23% of COVID-19 deaths at US hospitals linked to surging caseloads
Nearly one in four deaths among inpatients with COVID-19 may be attributed to hospital strains caused by surging caseloads, according to a recent study in Annals of Internal Medicine.
“Several U.S. hospitals experienced major surges in their COVID-19 caseload during this pandemic,” Sameer S. Kadri, MD, MS, head of epidemiology in the critical care medicine department at the NIH’s Clinical Center, said in a video accompanying the study. “A key question remained, which is how much of the whopping death toll was associated with simply being admitted to surging hospitals, rather than due to the infection itself?”
Kadri and colleagues analyzed data on 144,116 individuals with COVID-19 who were admitted to one of 558 U.S. hospitals from March 1, 2020, to Aug. 31, 2020. The patients were discharged or had died by Oct. 31, 2020. The hospitals were part of the Premier Healthcare Database, which contains all payers and one-fifth of all hospitalizations in 48 states. The researchers also reviewed the dates and numbers of patients involved in COVID-19 case surges that occurred at the hospitals.
The researchers reported that of 144,116 inpatients, 78,144 (54.2%) were admitted to hospitals in the top surge index decile.
Of the entire cohort, 25,344 (17.6%) died. Although crude COVID-19 mortality dropped over time across all surge index strata, compared with nonsurging COVID-19 hospital-months (less than 50th surge index percentile), the researchers observed a correlation between mortality and increasing surge index. The adjusted OR was 1.11 (95% CI, 1.01-1.23) in the 50th to 75th surge index percentile; 1.24 (95% CI, 1.12-1.38) in the 75th to 90th surge index percentile; 1.42 (95% CI, 1.27-1.6) in the 90th to 95th surge index percentile; 1.59 (95% CI, 1.41-1.8) in the 95th to 99th surge index percentile; and 2 (95% CI, 1.69-2.38) in the greater than 99th surge index percentile.

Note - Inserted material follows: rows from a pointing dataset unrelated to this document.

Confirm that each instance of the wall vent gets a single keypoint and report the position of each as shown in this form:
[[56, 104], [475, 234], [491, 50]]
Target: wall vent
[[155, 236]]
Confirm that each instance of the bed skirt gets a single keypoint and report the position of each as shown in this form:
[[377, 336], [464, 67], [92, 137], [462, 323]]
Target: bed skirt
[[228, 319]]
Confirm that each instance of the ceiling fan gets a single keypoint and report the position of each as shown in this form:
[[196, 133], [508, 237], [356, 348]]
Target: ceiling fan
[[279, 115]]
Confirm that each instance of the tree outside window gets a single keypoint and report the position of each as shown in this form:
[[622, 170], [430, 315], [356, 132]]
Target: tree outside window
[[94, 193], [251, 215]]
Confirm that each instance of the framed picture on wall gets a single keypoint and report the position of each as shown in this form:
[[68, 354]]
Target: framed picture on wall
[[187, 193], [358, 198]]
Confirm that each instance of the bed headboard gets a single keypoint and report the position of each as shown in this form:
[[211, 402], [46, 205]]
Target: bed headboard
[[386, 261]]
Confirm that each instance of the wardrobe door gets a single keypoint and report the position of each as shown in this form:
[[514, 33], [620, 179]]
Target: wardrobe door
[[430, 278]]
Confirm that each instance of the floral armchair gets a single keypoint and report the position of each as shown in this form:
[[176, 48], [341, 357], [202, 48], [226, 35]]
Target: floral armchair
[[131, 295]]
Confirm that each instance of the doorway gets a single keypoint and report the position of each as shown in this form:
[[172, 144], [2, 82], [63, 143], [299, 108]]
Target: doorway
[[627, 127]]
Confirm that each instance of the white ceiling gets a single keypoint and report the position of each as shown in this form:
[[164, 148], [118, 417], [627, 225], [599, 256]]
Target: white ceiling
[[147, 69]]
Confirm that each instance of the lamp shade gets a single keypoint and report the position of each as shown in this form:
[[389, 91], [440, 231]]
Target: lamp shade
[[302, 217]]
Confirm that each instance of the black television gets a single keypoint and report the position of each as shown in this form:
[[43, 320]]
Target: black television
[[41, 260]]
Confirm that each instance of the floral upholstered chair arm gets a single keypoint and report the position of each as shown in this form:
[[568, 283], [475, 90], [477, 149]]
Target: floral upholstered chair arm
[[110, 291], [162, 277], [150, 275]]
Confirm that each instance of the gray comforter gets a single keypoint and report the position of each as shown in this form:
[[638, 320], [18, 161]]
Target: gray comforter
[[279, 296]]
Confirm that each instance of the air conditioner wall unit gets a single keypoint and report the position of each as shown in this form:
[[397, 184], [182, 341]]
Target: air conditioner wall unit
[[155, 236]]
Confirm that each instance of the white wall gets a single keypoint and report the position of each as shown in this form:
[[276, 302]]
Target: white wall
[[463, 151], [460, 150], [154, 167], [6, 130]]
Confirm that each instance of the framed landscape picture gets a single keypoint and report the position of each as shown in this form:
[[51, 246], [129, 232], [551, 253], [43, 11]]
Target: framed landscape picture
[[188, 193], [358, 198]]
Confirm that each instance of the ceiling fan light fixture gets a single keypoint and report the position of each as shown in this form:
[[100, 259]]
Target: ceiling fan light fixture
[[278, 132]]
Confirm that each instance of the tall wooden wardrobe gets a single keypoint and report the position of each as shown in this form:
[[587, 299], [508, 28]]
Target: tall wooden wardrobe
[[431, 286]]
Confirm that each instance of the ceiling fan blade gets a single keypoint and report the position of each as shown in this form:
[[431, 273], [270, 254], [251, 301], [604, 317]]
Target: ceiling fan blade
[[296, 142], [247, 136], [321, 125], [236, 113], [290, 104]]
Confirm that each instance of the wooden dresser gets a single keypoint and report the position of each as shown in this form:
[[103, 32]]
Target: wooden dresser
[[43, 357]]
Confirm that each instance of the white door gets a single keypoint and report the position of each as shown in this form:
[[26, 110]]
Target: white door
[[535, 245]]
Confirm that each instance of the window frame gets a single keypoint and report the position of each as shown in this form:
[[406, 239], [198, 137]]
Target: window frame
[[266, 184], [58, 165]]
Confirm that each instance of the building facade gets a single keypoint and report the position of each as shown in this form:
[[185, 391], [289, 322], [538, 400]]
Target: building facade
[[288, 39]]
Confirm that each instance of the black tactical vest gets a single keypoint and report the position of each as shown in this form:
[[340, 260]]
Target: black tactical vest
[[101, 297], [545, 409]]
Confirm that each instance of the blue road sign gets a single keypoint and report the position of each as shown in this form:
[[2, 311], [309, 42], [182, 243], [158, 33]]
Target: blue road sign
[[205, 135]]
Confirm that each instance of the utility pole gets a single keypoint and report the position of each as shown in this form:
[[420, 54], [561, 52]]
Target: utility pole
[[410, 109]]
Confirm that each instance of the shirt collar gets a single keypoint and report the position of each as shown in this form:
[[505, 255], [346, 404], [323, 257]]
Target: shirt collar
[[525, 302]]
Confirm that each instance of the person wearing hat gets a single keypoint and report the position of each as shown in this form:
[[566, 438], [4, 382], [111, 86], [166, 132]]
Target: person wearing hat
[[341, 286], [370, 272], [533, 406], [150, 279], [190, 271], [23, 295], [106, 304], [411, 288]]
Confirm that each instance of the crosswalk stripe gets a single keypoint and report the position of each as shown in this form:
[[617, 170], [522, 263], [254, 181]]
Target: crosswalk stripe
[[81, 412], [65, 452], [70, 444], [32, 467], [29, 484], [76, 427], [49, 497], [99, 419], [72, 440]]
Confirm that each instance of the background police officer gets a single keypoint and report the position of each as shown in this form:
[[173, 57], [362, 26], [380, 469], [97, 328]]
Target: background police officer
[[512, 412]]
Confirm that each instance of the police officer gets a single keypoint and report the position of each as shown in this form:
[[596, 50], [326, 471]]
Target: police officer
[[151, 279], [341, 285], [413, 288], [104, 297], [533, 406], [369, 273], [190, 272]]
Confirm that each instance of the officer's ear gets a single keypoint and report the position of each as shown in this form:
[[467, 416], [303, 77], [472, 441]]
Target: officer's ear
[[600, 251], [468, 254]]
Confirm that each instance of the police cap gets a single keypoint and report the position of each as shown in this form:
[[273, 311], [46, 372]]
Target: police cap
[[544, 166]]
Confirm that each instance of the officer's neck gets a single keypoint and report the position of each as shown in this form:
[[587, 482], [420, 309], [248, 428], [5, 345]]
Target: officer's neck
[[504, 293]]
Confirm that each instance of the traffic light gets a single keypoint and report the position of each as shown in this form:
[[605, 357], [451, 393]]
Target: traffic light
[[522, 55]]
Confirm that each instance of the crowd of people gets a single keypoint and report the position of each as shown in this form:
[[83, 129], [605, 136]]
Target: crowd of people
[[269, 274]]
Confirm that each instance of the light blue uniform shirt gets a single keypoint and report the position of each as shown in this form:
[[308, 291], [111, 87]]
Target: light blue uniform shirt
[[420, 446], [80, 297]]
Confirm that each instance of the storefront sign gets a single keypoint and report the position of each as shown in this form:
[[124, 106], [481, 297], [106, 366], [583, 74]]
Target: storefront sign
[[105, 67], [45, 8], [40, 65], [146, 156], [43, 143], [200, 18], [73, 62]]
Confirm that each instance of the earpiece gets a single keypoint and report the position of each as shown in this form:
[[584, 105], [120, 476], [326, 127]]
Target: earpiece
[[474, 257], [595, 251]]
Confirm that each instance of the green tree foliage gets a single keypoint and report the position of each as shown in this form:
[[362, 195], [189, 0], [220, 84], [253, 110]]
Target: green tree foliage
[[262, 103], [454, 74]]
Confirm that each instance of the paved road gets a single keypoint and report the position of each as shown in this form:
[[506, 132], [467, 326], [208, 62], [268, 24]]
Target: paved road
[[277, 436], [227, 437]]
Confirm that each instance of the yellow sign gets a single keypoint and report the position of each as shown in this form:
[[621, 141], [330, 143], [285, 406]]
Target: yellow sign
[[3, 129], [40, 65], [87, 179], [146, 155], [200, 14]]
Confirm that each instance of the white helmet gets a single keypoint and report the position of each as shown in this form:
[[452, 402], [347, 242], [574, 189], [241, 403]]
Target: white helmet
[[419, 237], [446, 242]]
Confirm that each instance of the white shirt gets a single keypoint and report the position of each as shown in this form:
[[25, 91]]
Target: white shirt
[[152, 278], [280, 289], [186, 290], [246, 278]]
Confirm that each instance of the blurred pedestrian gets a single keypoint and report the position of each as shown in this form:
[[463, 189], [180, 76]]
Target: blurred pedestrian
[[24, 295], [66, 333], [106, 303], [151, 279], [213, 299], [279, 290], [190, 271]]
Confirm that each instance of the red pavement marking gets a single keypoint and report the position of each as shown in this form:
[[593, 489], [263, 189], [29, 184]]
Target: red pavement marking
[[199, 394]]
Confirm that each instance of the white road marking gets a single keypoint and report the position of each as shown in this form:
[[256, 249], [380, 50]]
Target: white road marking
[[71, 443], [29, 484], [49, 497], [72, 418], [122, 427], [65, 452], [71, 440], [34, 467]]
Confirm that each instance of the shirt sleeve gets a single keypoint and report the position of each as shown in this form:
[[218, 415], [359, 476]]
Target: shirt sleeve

The surge index was also linked to mortality across wards, ICUs and intubation, according to the Kadri and colleagues. The association was greater in June to August vs. March to May (slope difference = 0.1; 95% CI, 0.03-0.16), even with increasing corticosteroid use and “more judicious intubation,” the researchers wrote.
Overall, Kadri and colleagues estimated that 23.2% of the deaths were possibly attributable to hospitals strains.

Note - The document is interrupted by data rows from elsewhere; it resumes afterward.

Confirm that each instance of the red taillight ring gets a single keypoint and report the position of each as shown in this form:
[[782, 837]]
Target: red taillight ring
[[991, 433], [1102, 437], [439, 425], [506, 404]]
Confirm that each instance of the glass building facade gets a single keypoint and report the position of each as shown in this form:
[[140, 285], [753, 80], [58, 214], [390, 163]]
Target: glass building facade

“A truly humbling statistic,” Kadri said in the video. “Our findings have implications on triage, hospital preparedness, resource allocation and public health benchmarking.”
Sarah Warner, MPH, a senior data manager at NIH, said in the video that the impact of hospital surges “might have been even worse in other global regions, where existing health care infrastructure is limited at baseline.”
“We hope that our work will inform potential future threats posed by emerging variants of concern,” she said.